Whereas Google, Yahoo and Bing are doing their best to avoid traffic scammers, John D. Rockefeller warns it’s not enough. The US Senate is now warning Google, Yahoo and Bing about Bait-And Switch tactics used by internet scammers and is urging search engines to put an end to black hat SEO.
This Tuesday, Senator John D. Rockefeller sent a letter to the largest search engine providers today. He contacted Google, Microsoft’s Bing and Yahoo. In his letter, the Chairman of the U.S. Senate Committee on Commerce, Science and Transportation aka John D. Rockefeller warns the three companies they are being scammed with bait-and-switch tactics.
It’s a fraud within search engines that Senator John D. Rockefeller described in the letter as websites “fishing” searchers using fake links or paid websites that can lure the internet users to their websites. It looks like it’s the “link farms” thing all over again.
A few years ago, scammers put into existence the so-called “link farms” which were practically blank websites full of links.
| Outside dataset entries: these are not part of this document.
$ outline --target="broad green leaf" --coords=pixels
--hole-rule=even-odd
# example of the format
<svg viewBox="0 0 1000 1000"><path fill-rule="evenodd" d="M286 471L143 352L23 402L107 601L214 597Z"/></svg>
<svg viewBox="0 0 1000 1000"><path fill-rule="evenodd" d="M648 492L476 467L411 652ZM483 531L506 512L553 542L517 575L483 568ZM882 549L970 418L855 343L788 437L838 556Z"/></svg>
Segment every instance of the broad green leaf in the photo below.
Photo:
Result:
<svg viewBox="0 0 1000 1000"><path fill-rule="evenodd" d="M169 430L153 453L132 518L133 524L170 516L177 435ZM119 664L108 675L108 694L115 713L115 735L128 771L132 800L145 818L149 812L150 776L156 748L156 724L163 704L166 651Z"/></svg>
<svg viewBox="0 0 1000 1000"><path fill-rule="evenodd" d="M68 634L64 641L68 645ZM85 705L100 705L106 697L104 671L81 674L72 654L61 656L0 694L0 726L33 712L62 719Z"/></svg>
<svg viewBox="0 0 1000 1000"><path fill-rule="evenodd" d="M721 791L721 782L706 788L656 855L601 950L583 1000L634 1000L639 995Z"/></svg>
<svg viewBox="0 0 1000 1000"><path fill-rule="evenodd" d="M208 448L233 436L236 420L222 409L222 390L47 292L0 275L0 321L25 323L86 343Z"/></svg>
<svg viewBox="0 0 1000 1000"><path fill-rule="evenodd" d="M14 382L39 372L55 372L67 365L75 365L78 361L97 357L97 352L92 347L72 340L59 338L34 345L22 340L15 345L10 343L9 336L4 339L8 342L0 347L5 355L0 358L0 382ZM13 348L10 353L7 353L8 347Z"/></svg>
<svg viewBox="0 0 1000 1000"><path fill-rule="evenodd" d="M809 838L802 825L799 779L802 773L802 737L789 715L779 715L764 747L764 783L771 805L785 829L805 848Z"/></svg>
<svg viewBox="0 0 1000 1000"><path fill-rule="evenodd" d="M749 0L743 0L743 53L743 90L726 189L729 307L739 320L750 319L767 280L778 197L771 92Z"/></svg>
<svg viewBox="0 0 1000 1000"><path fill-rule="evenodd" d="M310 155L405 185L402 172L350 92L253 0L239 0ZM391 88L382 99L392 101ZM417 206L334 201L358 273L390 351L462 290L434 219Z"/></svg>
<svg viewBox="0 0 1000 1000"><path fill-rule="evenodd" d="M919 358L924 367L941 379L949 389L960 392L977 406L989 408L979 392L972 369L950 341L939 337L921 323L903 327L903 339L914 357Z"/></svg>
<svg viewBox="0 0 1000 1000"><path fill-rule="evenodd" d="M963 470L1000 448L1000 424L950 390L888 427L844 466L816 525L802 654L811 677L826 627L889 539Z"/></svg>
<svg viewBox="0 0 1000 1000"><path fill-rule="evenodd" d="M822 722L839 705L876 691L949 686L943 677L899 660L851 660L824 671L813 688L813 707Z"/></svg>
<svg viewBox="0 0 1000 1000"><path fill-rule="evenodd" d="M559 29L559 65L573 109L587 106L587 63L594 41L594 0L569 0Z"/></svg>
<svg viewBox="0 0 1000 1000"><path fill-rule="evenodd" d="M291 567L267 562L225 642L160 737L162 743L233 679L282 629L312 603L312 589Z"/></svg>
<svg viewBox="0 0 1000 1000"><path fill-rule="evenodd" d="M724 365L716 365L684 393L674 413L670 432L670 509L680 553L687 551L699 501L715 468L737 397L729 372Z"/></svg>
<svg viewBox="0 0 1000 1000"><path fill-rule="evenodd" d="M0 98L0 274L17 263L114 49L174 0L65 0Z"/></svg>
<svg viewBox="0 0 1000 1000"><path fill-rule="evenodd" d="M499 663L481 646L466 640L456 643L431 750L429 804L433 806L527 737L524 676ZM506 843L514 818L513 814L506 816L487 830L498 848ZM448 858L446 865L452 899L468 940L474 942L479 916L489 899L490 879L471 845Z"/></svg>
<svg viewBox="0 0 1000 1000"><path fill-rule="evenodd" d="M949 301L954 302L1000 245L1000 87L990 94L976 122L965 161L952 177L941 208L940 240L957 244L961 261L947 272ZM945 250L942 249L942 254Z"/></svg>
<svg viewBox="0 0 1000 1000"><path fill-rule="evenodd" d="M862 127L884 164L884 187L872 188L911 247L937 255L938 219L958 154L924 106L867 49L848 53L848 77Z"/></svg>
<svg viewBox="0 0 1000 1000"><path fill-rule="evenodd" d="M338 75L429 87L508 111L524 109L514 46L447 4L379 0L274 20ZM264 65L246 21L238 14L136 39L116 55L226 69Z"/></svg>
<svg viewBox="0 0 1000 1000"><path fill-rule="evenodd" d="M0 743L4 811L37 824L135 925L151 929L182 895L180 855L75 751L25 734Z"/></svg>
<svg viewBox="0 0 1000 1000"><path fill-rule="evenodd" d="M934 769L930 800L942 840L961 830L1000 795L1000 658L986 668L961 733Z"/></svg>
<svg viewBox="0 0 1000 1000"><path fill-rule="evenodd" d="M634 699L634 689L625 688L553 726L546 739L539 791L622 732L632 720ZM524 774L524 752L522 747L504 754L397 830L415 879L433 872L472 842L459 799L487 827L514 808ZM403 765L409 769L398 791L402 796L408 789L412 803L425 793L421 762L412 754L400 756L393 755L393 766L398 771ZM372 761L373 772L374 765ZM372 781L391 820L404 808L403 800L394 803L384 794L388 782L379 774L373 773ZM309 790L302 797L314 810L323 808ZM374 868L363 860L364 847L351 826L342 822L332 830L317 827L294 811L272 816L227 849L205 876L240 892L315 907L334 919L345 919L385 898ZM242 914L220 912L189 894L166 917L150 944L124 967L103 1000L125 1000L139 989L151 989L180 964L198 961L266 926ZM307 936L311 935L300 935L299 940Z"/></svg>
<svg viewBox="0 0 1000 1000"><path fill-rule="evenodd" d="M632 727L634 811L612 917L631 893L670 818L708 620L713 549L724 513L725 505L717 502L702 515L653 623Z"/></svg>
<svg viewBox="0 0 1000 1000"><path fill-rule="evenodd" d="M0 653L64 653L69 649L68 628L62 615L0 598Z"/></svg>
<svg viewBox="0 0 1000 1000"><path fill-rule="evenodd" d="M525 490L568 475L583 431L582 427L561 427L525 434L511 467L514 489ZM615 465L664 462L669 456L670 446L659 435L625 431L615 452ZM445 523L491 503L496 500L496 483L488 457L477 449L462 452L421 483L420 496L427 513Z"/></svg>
Traffic was huge and scammers made lots of dollars. Fortunately, those problems are mostly gone now thanks to updates Panda and Penguin released by Google. Unfortunately, it made way for other scammers.
The US senator says that hundreds of consumer complaints report stumbling upon “Internet moving brokers after entering general search terms into an Internet search engine such as yours”. Thinking they were hiring reputable and legit companies, users found themselves paying for “companies that misrepresented their services and caused them serious financial harm”.
The US Senate investigation found that these Internet moving brokers using bait-and-switch tactics “ranked highly in the search results”. Apparently “some of these companies may be ‘gaming the system’ in order to boost their search rankings”.
A Google spokesperson reacted to the US Senate letter, warning about websites gaming the system, with thanks. In a statement for TechCrunch, a Google spokesperson explained that the search engine is making constant updates, around 500 per year particularly designed to take down the scammers Rockefeller was talking about.
“We’re always looking for ways to make it harder for scammers to trick consumers, so we appreciate the specifics the Committee provided”, reads Google’s statement for TechCrunch.